The Boston Metropolitan Planning Organization is responsible for overall regional surface transportation planning. As required by federal law for projects to be eligible for federal funding (except earmarks), the MPO maintains a fiscally constrained 20+ year Regional Transportation Plan for surface transportation expansion, the current edition of which is called Journey to 2030. The required 4-year MPO plan is called the Transportation Improvement Plan.

The MBTA maintains its own 25-year capital planning document, called the Program for Mass Transportation, which is fiscally unconstrained. The agency's 4-year plan is called the Capital Improvement Plan; it is the primary mechanism by which money is actually allocated to capital projects. Major capital spending projects must be approved by the MBTA Board, and except for unexpected needs, are usually included in the initial CIP.

In addition to federal funds programmed through the Boston MPO, and MBTA capital funds derived from fares, sales tax, municipal assessments, and other minor internal sources, the T receives funding from the Commonwealth of Massachusetts for certain projects. The state may fund items in the State Implementation Plan (SIP) - such as the Big Dig mitigation projects - which is the plan required under the Clean Air Act to reduce air pollution. (As of 2007, all of Massachusetts is designated as a clean air "non-attainment" zone.)

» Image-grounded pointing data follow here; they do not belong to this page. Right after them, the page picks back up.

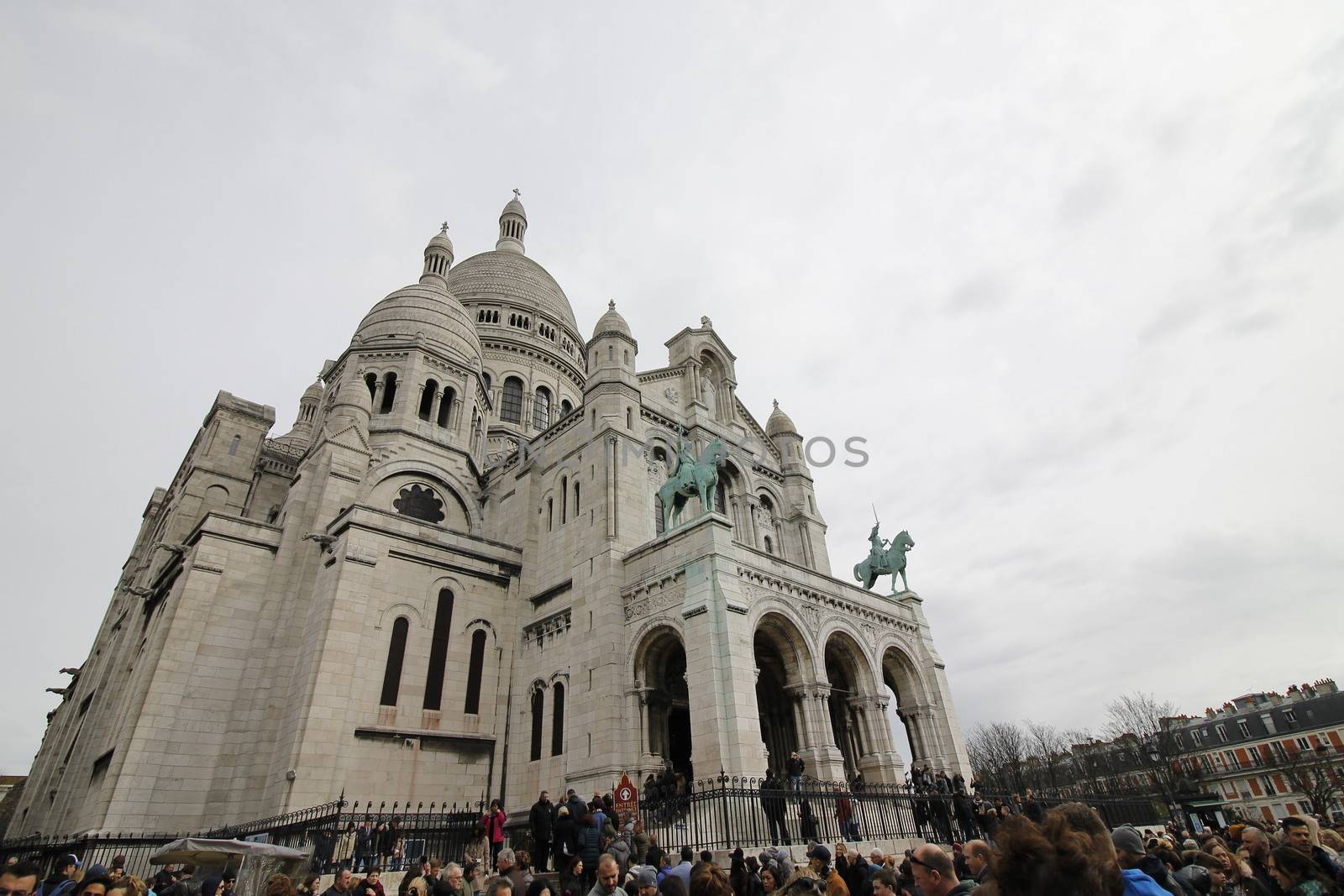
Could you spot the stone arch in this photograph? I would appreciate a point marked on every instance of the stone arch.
(848, 671)
(660, 672)
(481, 624)
(784, 668)
(911, 694)
(407, 610)
(448, 481)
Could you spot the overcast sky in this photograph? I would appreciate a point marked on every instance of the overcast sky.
(1073, 270)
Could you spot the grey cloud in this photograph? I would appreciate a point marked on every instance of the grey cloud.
(1089, 195)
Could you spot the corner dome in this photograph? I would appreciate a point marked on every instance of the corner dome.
(510, 277)
(425, 313)
(612, 322)
(780, 423)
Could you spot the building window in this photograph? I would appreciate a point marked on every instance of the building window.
(558, 719)
(396, 656)
(542, 409)
(538, 708)
(511, 403)
(474, 673)
(427, 399)
(420, 503)
(389, 392)
(438, 651)
(445, 407)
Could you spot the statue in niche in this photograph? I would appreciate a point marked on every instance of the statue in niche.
(692, 477)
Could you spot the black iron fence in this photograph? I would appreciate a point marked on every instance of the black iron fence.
(729, 812)
(721, 813)
(328, 833)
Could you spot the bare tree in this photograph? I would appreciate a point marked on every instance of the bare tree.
(998, 752)
(1048, 747)
(1152, 725)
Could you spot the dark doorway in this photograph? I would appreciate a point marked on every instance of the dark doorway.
(679, 741)
(779, 731)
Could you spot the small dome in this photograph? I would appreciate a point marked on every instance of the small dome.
(510, 277)
(423, 313)
(780, 423)
(612, 322)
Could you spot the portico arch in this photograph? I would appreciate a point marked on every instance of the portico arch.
(851, 688)
(784, 671)
(664, 698)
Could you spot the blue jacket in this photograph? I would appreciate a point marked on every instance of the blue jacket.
(1140, 884)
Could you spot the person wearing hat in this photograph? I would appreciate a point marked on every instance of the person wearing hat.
(62, 879)
(819, 860)
(1137, 868)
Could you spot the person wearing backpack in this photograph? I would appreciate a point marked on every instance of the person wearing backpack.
(62, 880)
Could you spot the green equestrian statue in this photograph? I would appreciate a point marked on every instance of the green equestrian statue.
(885, 559)
(691, 477)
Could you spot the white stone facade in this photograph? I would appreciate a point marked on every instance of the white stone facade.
(246, 664)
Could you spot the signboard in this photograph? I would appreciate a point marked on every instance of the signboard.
(627, 799)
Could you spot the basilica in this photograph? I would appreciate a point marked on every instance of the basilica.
(454, 575)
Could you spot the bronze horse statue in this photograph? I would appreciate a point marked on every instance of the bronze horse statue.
(885, 560)
(692, 477)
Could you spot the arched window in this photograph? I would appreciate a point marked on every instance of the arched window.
(396, 656)
(438, 651)
(474, 673)
(445, 407)
(538, 708)
(427, 399)
(558, 719)
(511, 403)
(542, 409)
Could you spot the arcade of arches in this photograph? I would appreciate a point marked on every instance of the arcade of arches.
(833, 714)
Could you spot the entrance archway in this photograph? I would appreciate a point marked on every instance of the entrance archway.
(662, 667)
(846, 673)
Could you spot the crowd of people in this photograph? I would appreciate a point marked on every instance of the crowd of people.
(1062, 851)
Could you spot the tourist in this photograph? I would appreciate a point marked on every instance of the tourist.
(564, 837)
(506, 866)
(819, 862)
(371, 886)
(571, 879)
(979, 862)
(541, 821)
(62, 879)
(608, 878)
(1299, 873)
(343, 884)
(1136, 866)
(683, 868)
(479, 846)
(1301, 835)
(495, 821)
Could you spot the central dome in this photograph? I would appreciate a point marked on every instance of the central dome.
(510, 277)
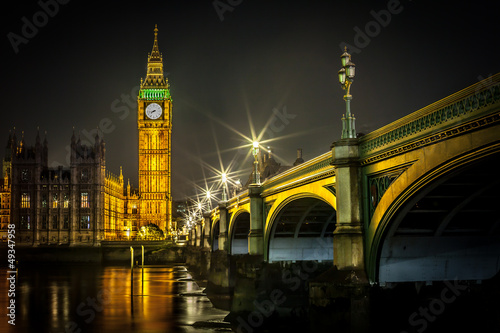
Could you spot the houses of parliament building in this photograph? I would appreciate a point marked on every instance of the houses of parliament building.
(84, 204)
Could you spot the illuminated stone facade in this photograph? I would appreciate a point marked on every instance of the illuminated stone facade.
(84, 203)
(80, 205)
(154, 122)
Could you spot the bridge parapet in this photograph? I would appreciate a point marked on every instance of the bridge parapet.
(317, 168)
(470, 108)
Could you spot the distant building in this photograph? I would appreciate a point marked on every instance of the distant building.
(84, 203)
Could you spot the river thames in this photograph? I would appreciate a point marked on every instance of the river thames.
(98, 298)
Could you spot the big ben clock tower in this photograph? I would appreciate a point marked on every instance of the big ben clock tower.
(154, 122)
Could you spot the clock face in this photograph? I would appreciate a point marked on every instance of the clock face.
(153, 111)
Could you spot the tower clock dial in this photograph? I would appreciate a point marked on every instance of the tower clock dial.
(153, 111)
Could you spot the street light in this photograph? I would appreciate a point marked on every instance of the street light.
(346, 76)
(255, 151)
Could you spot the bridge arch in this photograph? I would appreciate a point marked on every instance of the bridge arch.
(442, 223)
(239, 228)
(214, 235)
(301, 228)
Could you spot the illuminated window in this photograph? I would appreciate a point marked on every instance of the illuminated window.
(85, 222)
(25, 200)
(85, 200)
(25, 175)
(44, 200)
(25, 222)
(54, 201)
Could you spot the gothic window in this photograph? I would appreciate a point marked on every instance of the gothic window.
(66, 200)
(25, 175)
(25, 200)
(66, 222)
(54, 200)
(85, 200)
(85, 222)
(84, 175)
(25, 222)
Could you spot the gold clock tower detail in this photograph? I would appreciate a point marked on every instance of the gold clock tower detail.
(154, 122)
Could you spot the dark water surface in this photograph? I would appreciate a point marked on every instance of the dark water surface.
(94, 298)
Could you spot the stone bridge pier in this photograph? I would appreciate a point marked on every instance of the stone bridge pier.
(401, 219)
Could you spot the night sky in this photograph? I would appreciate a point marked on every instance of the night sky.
(274, 62)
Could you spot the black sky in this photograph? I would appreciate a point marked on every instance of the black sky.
(86, 61)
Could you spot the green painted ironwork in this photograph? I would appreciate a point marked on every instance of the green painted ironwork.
(377, 186)
(435, 118)
(154, 94)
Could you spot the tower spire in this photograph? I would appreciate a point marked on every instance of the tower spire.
(155, 53)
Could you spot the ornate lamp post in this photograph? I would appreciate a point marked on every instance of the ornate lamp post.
(346, 76)
(255, 152)
(224, 181)
(209, 198)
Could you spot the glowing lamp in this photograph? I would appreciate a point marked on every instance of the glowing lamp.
(350, 67)
(345, 57)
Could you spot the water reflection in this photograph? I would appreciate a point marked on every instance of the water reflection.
(94, 298)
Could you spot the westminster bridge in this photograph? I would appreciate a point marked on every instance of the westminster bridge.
(414, 202)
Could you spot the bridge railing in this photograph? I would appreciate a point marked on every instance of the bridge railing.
(470, 103)
(308, 171)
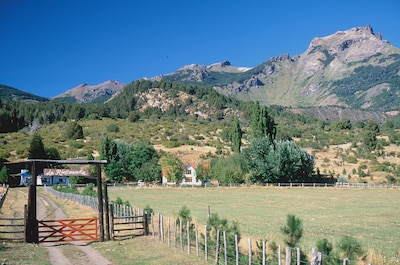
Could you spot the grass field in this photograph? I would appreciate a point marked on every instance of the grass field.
(372, 216)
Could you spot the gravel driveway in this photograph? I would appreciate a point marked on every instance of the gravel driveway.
(84, 254)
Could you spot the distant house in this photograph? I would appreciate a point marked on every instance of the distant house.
(26, 179)
(189, 177)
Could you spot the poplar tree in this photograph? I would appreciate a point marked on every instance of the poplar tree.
(36, 149)
(236, 136)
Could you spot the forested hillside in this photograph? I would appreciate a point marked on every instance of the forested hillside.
(167, 115)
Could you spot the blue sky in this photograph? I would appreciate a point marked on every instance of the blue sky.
(50, 46)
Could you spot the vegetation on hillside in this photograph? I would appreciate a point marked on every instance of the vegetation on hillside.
(76, 130)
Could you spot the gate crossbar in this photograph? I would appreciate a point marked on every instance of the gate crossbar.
(84, 229)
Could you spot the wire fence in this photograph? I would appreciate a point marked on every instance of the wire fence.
(3, 195)
(217, 247)
(222, 248)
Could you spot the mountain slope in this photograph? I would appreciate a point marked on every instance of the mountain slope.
(352, 69)
(13, 94)
(85, 93)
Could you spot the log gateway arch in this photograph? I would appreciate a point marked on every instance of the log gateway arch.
(31, 227)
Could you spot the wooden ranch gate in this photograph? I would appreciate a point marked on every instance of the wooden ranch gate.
(85, 229)
(128, 226)
(65, 230)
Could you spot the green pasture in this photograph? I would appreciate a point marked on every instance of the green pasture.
(372, 216)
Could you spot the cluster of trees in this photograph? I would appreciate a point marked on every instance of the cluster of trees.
(15, 115)
(292, 231)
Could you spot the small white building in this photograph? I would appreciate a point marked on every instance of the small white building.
(189, 177)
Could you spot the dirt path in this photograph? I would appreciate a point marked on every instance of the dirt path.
(81, 252)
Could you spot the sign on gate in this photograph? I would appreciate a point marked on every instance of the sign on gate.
(65, 172)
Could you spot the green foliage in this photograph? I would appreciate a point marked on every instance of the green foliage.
(282, 161)
(67, 189)
(369, 140)
(4, 175)
(89, 190)
(293, 230)
(261, 123)
(340, 125)
(113, 128)
(133, 116)
(172, 167)
(143, 162)
(350, 248)
(227, 169)
(74, 131)
(216, 225)
(36, 148)
(236, 136)
(52, 153)
(328, 255)
(184, 214)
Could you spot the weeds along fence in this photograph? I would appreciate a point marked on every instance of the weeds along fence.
(220, 248)
(3, 195)
(125, 220)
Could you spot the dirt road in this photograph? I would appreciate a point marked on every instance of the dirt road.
(66, 254)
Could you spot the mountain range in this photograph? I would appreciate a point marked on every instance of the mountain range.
(353, 69)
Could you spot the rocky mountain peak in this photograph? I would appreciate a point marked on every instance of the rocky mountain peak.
(85, 93)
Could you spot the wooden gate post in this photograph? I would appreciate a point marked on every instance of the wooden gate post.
(31, 230)
(107, 212)
(100, 201)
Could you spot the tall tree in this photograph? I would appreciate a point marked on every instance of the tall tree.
(236, 136)
(172, 166)
(261, 123)
(36, 149)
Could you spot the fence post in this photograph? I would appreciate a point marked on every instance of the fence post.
(217, 248)
(169, 232)
(197, 239)
(188, 235)
(236, 250)
(288, 255)
(319, 258)
(250, 251)
(313, 257)
(152, 223)
(159, 226)
(107, 214)
(225, 250)
(111, 213)
(264, 257)
(162, 228)
(205, 243)
(180, 233)
(175, 232)
(279, 254)
(145, 224)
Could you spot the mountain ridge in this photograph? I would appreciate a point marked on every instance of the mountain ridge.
(314, 78)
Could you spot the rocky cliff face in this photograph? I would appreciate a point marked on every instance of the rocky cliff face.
(355, 68)
(85, 93)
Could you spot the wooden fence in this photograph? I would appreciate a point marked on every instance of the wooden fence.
(13, 229)
(3, 195)
(125, 221)
(220, 248)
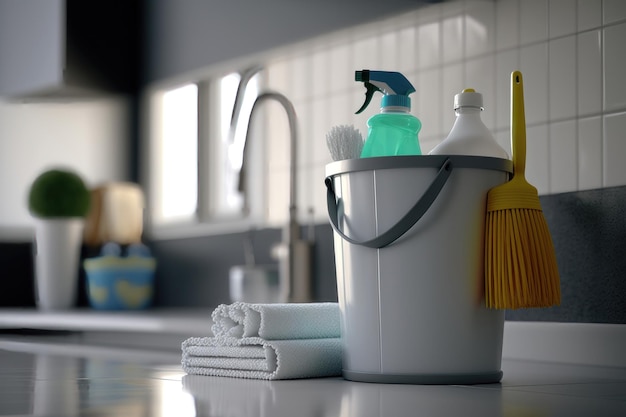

In 2005, the administration of then-governor Mitt Romney announced a long range transportation plan that emphasized repair and maintenance over expansion.

Due to the financial constraints on the MBTA budget, it is expected that funds for all further expansion projects will be funded with money outside the MBTA's budget. A state transportation bond bill is currently being used to fund the Green Line extension to Somerville and Medford, and planning for commuter rail service to Fall River and New Bedford.

Projects underway and future plans

Blue Line

There is a proposal to extend the Blue Line northward to Lynn, Massachusetts, with two potential extension routes having been identified. One proposed path would run through marshland alongside the existing Newburyport/Rockport commuter rail line, while the other would extend the line along the remainder of the BRB&L right of way.[76]

In addition, the MBTA has committed to designing an extension of the line's southern terminus westward to Charles/MGH, where it would connect with the Red Line.[77][78] This was one of the mitigation measures the Commonwealth of Massachusetts agreed to as part of the Big Dig.[79]

Green Line

To settle a lawsuit with the Conservation Law Foundation to mitigate increased automobile emissions from the Big Dig, the Commonwealth of Massachusetts agreed to extend the Green Line north to Somerville and Medford, two suburbs currently under-served by the MBTA. This plan, now under contract, starts at a relocated Lechmere Station, and terminates at Route 16 and Mystic Valley Parkway in Medford (on the Mystic River). The original settlement-imposed deadline was December 31, 2014.[80] There will be an expected daily ridership of 8,420.[81] On September 26, 2013, the MBTA announced the awarding of a $393 million contract to the joint venture of White, Skanska and Kiewit to build the first phase of the Green Line extension, bringing service to Union Square and Washington Street in Somerville.[82] It is expected to serve passengers beginning in 2017.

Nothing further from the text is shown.